Akıncı Üssü iddianamesinde yer alan bilirkişi raporuna göre, Adana’daki İncirlik Üssü’nden kalkan 3 tanker uçak, Ankara, İstanbul ve Afyon üzerinde darbe girişimine katılan F-16’lara havada yakıt ikmali yaptı. Raporda, “Asena01, Asena02 ve Asena03 adlı tanker uçakların silahlı kalkışma eylemine destek veren savaş uçaklarına
10 kez yakıt ikmali yaptıkları ve Ankara ve İstanbul üzerinde alçak uçuş yapan, bomba atıp sivil halkı ve kamu görevlilerini şehit eden şüphelilerin eylemlerine bilerek ve isteyerek iştirak ettikleri tespit edilmiştir” denildi. Bilirkişi raporunda, tanker uçakların hangi saatlerde havalandıkları da radar izleriyle birlikte ayrıntılarıyla anlatıldı.
İLETİŞİM ABD’DEN
Tanker uçaklarının uçuşlarının, ‘Uçuş Takip Sistemi’nde görünmediği bilgisine yer verilen iddianamede, Diyarbakır ve Eskişehir’den yapılan her türlü ikaza da cevap verilmediği vurgulandı. İddianamede tanker uçakların uçuş sırasında telsizlerini kapalı tuttukları belirtilerek, “Pilotlar ‘Guard’ kanaldan (Uluslararası alanda mutlaka açık olması gereken kanal) yapılan yayınları dikkate almadılar” ifadesi kullanıldı. Darbe sanığı eski İncirlik 10.Tanker Üs Komutanlığı Filo Komutanı Binbaşı Orçun Kuş ifadesinde, kendi aralarındaki iletişimi nasıl gerçekleştirdiklerini anlattı. Kuş, “Uydu telefonuna biz kısaca SATCOM telefon deriz.

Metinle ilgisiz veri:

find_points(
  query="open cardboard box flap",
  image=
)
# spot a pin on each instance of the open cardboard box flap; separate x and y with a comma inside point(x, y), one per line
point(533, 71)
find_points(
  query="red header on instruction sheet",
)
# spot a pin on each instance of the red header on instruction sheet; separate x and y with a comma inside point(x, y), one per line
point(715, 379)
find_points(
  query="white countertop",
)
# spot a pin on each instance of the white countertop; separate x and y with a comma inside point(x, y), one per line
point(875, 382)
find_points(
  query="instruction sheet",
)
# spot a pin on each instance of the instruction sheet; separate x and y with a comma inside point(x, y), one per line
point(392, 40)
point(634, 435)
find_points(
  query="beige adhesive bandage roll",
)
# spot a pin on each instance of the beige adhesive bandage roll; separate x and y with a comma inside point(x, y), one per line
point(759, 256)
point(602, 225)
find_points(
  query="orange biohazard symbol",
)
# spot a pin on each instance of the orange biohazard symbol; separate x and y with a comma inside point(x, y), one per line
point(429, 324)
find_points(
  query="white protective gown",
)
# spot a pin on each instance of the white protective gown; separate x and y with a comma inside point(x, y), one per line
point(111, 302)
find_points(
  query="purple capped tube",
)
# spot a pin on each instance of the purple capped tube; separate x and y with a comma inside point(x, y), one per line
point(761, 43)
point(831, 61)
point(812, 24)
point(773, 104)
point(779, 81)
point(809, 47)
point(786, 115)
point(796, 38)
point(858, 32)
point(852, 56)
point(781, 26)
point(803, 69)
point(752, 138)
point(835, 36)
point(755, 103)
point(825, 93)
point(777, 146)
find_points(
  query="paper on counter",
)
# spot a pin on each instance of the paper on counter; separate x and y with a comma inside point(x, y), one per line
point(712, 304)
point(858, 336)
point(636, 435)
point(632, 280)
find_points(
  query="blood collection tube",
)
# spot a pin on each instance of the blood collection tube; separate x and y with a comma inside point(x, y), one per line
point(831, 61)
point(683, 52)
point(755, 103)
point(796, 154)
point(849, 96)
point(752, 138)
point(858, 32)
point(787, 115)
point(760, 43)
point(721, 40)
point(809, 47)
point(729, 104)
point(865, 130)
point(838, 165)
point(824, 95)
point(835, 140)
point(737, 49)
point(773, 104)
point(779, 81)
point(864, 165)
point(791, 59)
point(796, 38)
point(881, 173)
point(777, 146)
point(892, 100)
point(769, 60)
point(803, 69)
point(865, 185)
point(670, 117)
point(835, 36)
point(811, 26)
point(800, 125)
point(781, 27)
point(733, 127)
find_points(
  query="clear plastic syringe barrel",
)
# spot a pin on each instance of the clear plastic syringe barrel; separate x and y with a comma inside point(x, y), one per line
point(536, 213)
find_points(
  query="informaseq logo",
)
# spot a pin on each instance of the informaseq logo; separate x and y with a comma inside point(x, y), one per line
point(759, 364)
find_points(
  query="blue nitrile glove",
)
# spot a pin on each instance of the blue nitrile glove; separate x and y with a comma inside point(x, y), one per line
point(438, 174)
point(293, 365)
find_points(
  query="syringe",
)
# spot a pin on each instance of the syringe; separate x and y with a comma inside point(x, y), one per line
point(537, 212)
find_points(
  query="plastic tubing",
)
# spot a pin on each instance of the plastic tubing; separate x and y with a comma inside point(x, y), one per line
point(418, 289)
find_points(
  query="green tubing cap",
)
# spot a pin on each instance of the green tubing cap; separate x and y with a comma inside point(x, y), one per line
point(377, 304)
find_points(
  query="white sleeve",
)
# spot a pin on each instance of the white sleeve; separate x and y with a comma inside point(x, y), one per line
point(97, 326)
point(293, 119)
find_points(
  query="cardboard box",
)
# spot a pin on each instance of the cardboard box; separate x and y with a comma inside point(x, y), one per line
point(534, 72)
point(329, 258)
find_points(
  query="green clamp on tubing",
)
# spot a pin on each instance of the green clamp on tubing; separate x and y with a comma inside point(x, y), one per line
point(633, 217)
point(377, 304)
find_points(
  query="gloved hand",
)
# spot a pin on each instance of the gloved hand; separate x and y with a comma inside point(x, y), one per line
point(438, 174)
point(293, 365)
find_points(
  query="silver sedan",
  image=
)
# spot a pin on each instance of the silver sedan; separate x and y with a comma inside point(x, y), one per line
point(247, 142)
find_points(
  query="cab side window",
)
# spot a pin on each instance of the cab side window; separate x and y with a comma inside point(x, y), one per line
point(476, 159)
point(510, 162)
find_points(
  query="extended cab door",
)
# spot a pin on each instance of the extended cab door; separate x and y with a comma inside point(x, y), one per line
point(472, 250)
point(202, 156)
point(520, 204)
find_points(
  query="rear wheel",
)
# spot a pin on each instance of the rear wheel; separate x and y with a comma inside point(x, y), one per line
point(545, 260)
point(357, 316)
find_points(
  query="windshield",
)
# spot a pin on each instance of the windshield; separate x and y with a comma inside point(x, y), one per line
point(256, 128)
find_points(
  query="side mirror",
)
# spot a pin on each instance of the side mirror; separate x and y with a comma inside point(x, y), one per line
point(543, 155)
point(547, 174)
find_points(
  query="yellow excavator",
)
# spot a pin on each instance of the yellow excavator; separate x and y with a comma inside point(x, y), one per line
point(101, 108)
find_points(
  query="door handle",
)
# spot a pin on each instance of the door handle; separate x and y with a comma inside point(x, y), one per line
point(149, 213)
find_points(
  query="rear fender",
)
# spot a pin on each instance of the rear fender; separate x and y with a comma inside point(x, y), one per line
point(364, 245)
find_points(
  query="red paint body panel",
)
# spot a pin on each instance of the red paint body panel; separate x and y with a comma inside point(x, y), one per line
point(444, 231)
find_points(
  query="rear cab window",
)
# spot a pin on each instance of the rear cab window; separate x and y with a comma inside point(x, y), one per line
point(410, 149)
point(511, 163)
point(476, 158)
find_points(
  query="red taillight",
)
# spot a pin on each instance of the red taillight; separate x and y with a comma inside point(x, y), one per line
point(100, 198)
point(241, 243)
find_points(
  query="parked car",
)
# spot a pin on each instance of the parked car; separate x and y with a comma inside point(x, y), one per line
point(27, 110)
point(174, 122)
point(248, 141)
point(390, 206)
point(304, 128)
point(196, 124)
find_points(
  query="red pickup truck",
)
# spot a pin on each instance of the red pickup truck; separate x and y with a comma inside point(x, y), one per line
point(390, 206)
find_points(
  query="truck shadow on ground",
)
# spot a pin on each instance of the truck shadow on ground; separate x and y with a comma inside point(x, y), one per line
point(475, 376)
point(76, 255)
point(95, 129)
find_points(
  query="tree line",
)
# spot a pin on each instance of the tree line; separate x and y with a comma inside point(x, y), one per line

Yerden bir kişi GSM, sabit hat ya da internet üzerinden dünyanın her yerinden uçakta bulunan uydu telefonu ile uçak komutanı ile iletişime geçebilir. SATCOM uydu telefonları uçağın üretildiği ülke olan ABD numarasıdır” dedi.
Gülen’in ‘krem pardösülü’ dedektifleri
Paralel İhanet Çetesi’nin darbe girişimine yönelik Edirne Cumhuriyet Başsavcılığı’nca hazırlanan iddianamede, örgütteki kişileri ve kurumlarını denetleyen ‘Arama Tarama Mesulleri’ne (ATM) ilişkin bilgiler de yer aldı. İddianamede, ‘Hamza’ kod adlı dedektiflerin direkt FETÖ’nün elebaşı Fetullah Gülen’e bağlı oldukları da yer aldı. Gülen gibi krem renk pardösü giyen örgüt dedektifleri, özel programlar ve yöntemler ile FETÖ yapılanmasında olan tüm kişilerin evinde, iş yerinde, üstünde, otomobilinde, bilgisayarlarında ve kişisel eşyalarında arama yapma yetkisine sahip. Gülen’in dedektifleri ayrıca FETÖ’ye ait okul, kolej, yurt, dershane, vakıf, dernek gibi tüm müesseselerde zamanlı ve zamansız olarak arama yapmakla da sınırsız olarak yetkilendirilmiş.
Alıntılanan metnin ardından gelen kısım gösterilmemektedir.